Week 16 — Module Overview & Welcome Announcement
Course: Principles of Microeconomics (ECON 1) · Silver Oak University (fictional sample) · Prof. Kessler
Module: Week 16 of 16 · Fall 2026 · in-person, two 75-minute lectures
Objectives covered: cumulative — Objectives 1–8 (Weeks 1–15): scarcity & opportunity cost & the PPF; comparative advantage & gains from trade; demand, supply & market equilibrium; elasticity; consumer & producer surplus & efficiency; government intervention (price controls, taxes, subsidies, DWL); production & costs; perfect competition; monopoly; monopolistic competition & oligopoly & game theory; factor/labor markets; externalities, public goods, asymmetric information & behavioral economics.
This file holds two pieces: (A) the Module 16 Overview page ("Start Here") and (B) the Welcome Announcement that posts when the module opens. This is finals week — it works differently from a normal week. Dates assume a Tuesday/Thursday lecture pattern with the in-class review on Tue Dec 15; the Final window opens Mon Dec 14 and the exam is due six days later. Adjust day-of-week and times to match your section.

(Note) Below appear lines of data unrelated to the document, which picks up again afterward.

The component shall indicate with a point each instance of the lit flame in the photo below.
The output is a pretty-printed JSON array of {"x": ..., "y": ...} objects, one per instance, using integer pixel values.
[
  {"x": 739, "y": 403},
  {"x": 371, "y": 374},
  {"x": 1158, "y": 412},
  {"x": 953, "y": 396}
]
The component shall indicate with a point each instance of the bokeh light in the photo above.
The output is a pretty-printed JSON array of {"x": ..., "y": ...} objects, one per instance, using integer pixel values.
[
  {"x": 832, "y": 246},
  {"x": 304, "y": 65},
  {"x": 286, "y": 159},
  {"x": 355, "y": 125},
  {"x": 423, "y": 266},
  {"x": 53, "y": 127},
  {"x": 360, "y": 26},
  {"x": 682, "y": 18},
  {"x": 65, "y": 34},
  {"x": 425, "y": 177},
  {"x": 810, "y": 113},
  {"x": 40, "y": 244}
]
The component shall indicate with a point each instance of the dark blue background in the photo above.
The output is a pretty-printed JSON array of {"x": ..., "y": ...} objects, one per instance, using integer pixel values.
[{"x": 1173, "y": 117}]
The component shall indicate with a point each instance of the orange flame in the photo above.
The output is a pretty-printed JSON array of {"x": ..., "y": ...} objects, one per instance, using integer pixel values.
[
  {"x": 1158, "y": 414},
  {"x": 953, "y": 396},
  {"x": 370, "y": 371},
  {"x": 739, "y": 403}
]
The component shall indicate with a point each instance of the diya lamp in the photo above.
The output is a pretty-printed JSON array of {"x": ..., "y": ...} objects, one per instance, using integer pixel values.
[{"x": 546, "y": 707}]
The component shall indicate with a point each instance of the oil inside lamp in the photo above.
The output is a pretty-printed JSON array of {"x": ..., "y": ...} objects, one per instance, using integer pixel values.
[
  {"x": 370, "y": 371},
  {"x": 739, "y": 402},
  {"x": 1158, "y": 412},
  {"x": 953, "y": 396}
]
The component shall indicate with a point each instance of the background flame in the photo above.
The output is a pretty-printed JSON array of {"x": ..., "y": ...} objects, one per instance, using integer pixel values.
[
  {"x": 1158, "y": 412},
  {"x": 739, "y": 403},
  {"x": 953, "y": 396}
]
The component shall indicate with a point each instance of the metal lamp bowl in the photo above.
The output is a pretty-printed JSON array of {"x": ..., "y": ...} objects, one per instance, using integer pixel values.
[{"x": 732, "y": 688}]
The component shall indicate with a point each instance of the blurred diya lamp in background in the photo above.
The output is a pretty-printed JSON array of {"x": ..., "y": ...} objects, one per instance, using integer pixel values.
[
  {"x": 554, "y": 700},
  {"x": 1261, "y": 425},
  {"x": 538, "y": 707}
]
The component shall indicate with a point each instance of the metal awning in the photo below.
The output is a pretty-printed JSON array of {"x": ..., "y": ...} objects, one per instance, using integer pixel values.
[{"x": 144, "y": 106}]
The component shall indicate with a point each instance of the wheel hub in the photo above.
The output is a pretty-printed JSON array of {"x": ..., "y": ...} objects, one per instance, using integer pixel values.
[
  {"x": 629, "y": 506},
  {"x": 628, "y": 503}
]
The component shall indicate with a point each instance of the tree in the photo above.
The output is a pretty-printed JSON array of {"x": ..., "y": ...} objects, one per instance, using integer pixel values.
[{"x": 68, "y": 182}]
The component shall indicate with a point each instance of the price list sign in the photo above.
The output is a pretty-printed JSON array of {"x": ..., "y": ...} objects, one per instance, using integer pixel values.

(A) Module 16 Overview — Start Here
Welcome to Week 16: Final Review & Exam
This is your home base for the week. Read it first, then work the checklist below from top to bottom. Everything you need is linked inside the module.
Heads-up: this is finals week, so it runs differently. There is no quiz, no discussion, no assignment, and no workshop this week — the comprehensive Final replaces all of them. The week is built to get you ready: we spend our class session reviewing the whole course, you work through a three-part prep kit, and you sit the exam.
The Final is cumulative over all eight objectives from Weeks 1–15 — scarcity, opportunity cost, and the PPF; comparative advantage and the gains from trade; demand, supply, and market equilibrium; elasticity and total revenue; consumer and producer surplus and efficiency; price controls, taxes, subsidies, and deadweight loss; production and short-run cost curves; perfect competition and the shutdown rule; monopoly and market power; monopolistic competition, oligopoly, and game theory; factor and labor markets; and externalities, public goods, asymmetric information, and behavioral biases.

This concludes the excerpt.